Voor een geslaagd beroep op het vertrouwensbeginsel is in ieder geval vereist dat van de kant van het tot beslissen bevoegde orgaan uitdrukkelijke, ondubbelzinnige en onvoorwaardelijke toezeggingen zijn gedaan, die bij de betrokkene gerechtvaardigde verwachtingen hebben gewekt.
3.4.3.
Aan deze vereisten is niet voldaan. Uit de door appellant overgelegde sollicitatiebrief, waarin is opgenomen dat hij (alleen) bereid is tot roulatie naar de locatie [locatie] , blijkt niet dat de toenmalige president de uitdrukkelijke, ondubbelzinnige en onvoorwaardelijke toezegging heeft gedaan dat appellant nimmer zou hoeven te rouleren naar een andere sector.

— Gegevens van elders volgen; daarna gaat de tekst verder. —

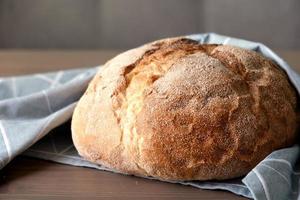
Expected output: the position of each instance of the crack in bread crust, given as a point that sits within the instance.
(176, 109)
(141, 76)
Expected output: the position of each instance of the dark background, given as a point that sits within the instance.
(121, 24)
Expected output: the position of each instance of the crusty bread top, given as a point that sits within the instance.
(176, 109)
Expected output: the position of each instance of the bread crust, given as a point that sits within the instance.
(177, 110)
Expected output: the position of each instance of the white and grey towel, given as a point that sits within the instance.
(31, 106)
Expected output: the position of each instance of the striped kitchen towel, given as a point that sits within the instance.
(31, 106)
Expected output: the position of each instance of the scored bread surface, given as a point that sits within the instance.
(178, 110)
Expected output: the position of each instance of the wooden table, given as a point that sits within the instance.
(28, 178)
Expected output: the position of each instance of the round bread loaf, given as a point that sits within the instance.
(178, 110)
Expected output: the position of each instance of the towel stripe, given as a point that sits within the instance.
(263, 183)
(278, 172)
(6, 141)
(279, 160)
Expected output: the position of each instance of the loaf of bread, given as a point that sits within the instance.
(175, 109)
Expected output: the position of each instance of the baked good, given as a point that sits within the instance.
(178, 110)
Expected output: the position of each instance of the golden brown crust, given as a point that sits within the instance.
(178, 110)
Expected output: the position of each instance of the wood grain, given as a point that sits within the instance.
(28, 178)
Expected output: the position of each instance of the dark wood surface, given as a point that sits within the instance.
(28, 178)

Dat appellant van het bestuur of van zijn leidinggevenden nimmer te horen heeft gekregen dat hij er rekening mee moest houden dat hij vanaf het moment dat het roulatiebeleid 2011 werd ingevoerd, ook (weer) zou moeten rouleren, kan evenmin als toezegging in de hiervoor bedoelde zin worden aangemerkt. Het beroep op het vertrouwensbeginsel slaagt dan ook niet.
3.5.1.
Appellant heeft verder aangevoerd dat er geen, althans geen juiste, belangenafweging heeft plaatsgevonden.
3.5.2.
Uit de stukken en de tijdens de zitting door het bestuur gegeven toelichting blijkt dat het bestuur acht heeft geslagen op de specifieke kenmerken van de zaak en op grond van een afweging van alle betrokken belangen tot zijn besluit is gekomen. Door het bestuur is aandacht geschonken aan de door appellant opgeworpen bezwaren en aan zijn persoonlijke wensen. Deze omstandigheden zijn vervolgens afgewogen tegen het belang dat de organisatie heeft bij het rouleren van appellant. Aldus is aan het besluit een kenbare belangenafweging ten grondslag gelegd.
3.5.3.
Niet gezegd kan worden dat het bestuur daarbij niet in redelijkheid heeft kunnen komen tot het besluit zoals dat is genomen. Aan het beleid dat een ervaren [functie a] in het algemeen na vijf tot zeven jaar dient te rouleren, liggen verschillende, in 3.2 genoemde, belangen ten grondslag. Ter zitting heeft het bestuur het organisatiebelang in deze specifieke situatie toegelicht, onder meer in die zin dat de sector strafrecht een dringende behoefte had aan ervaren rechters. Met de wensen van appellant is in die zin rekening gehouden dat, omdat hij te kennen heeft gegeven niet naar de sector strafrecht te willen rouleren, is besloten hem naar de sector [team 2] te laten rouleren. Daarmee ontstaat ruimte om een ervaren [functie a] van de sector [team 2] naar de sector strafrecht te laten rouleren. Mede in het licht van het meergenoemde algemene uitgangspunt van roulatie na vijf tot zeven jaar, heeft het feit dat kennelijk ook binnen de sector [team 3] , locatie [locatie] , een tekort bestond aan ervaren rechters, er niet toe hoeven leiden dat van de roulatie naar de sector [team 2] zou worden afgezien.
3.7.
Appellant heeft tot slot betoogd dat sprake is van een verboden onderscheid naar leeftijd, nu het bestuur aan het besluit mede ten grondslag heeft gelegd dat een evenwichtige leeftijdsopbouw binnen de locatie [locatie] wordt nagestreefd. Blijkens de stukken en het verhandelde ter zitting streeft het bestuur niet zozeer naar een evenwichtige leeftijdsopbouw, maar veeleer naar een evenwichtige samenstelling van de teams qua ervaring. Van onderscheid naar leeftijd kan alleen daarom al niet worden gesproken. Het bestuur heeft een dergelijk onderscheid - juist - niet gemaakt bij het nemen van het bestreden besluit. Op basis van het beleid moeten immers in beginsel alle rechters rouleren, ongeacht hun leeftijd. De beroepsgrond dat het bestuur verboden onderscheid naar leeftijd heeft gemaakt, slaagt dus niet.